Berasal dari Desa Pagar Din, Kecamatan Ulok Kupai, Kabupaten Bengkulu Utara, yang dihuni oleh Suku Pekal.
Kehidupan Awal: Desa ini terpencil dan terisolir, mayoritas penduduknya adalah petani karet atau sawit. Listrik baru masuk pada tahun 2010.
Masah (Abdul Gafur): Hilang pada tahun 1900-an, kembali setelah belajar silat dan pengobatan di Gunung Dempu, diajari oleh ibunya, Ribu.
Syarif: Anak Masah yang juga belajar silat dan pengobatan setelah menghilang dan kembali dari Gunung Dempu.

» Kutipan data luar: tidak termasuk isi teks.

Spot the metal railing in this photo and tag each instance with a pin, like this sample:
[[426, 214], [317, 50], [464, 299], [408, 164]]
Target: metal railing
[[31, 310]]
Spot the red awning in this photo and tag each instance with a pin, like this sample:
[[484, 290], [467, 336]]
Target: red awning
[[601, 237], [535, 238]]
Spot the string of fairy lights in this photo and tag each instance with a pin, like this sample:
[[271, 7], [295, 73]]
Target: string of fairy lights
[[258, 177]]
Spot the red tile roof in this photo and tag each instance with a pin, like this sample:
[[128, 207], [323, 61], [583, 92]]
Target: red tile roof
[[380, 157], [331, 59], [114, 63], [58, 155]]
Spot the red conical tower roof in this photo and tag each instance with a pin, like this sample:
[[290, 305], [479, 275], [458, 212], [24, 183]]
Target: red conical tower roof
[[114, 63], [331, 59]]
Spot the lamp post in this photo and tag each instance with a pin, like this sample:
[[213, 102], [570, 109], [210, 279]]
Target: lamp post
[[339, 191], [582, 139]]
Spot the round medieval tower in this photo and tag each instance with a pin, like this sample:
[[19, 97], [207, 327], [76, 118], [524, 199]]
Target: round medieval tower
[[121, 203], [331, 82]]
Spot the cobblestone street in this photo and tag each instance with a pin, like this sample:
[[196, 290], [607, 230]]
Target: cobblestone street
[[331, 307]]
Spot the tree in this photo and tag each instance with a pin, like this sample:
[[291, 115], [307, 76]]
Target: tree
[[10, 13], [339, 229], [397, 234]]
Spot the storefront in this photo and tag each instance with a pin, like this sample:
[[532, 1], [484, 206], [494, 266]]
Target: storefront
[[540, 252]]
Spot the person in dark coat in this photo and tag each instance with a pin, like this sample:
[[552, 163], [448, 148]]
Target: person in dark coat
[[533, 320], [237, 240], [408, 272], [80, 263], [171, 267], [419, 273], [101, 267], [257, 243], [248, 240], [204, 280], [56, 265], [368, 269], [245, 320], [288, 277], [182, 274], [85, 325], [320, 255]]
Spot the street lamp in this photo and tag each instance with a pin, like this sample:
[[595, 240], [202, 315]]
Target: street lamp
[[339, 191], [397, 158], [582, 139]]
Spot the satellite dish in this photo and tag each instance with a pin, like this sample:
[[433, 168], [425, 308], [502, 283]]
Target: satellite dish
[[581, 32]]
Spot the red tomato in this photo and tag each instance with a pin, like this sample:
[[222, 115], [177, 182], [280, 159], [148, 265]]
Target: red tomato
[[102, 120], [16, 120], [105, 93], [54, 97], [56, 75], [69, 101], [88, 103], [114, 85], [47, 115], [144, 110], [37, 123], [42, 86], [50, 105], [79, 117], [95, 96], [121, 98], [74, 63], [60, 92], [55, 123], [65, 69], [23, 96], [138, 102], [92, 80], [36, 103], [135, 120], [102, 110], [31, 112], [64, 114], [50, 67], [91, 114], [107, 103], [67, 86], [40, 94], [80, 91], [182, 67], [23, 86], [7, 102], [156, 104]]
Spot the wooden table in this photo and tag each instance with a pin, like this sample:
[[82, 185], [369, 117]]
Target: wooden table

Pindah ke Curup: Datuk Syarif dan Datuk Dulah merantau ke Curup, Rejang Lebong, karena kesulitan ekonomi, mengajarkan silat dan pengobatan tradisional.
Murid-Murid: Mengajarkan silat kepada murid-murid, termasuk Nineng Tunip dan saudaranya, yang berasal dari Talang Sali, Seluma, Bengkulu.
Pindah ke Ketapang: Nineng Tunip bersaudara pindah ke Ketapang, Lampung Selatan, kemudian ke Palas Pasemah untuk bercocok tanam dan mengajarkan Silat Pergaulan.
Masa Pendudukan Jepang: Pertemuan dengan Bakas Mangkualam Hamid, yang menjadi murid dan menjalin hubungan erat dengan Nineng Tunip bersaudara.
Warisan Budaya: Silat Pergaulan diajarkan secara turun-temurun di berbagai wilayah, menjadi bagian dari identitas budaya masyarakat Melayu.
Lebih dari Bela Diri: Silat mengajarkan nilai-nilai moral, akhlak, dan cara hidup yang baik, termasuk menjaga hubungan baik dengan sesama dan menghindari konflik.
Pusat Pengajaran: Silat Pergaulan berkembang di Palas Pasemah, Kuripan Aji, Pagar Din, dan Tanjung Dalam, dengan pengajaran yang dilanjutkan oleh generasi penerus.
IPSM (Ikatan Pencak Silat Melayu) merupakan warisan budaya yang kaya, mengajarkan nilai-nilai moral dan filosofi hidup melalui seni bela diri. Dengan sejarah yang panjang dan pengajaran yang berkelanjutan, silat ini tidak hanya menjadi alat pertahanan diri, tetapi juga sebagai panduan hidup yang mengedepankan kedamaian, akhlak, dan hubungan baik antar sesama.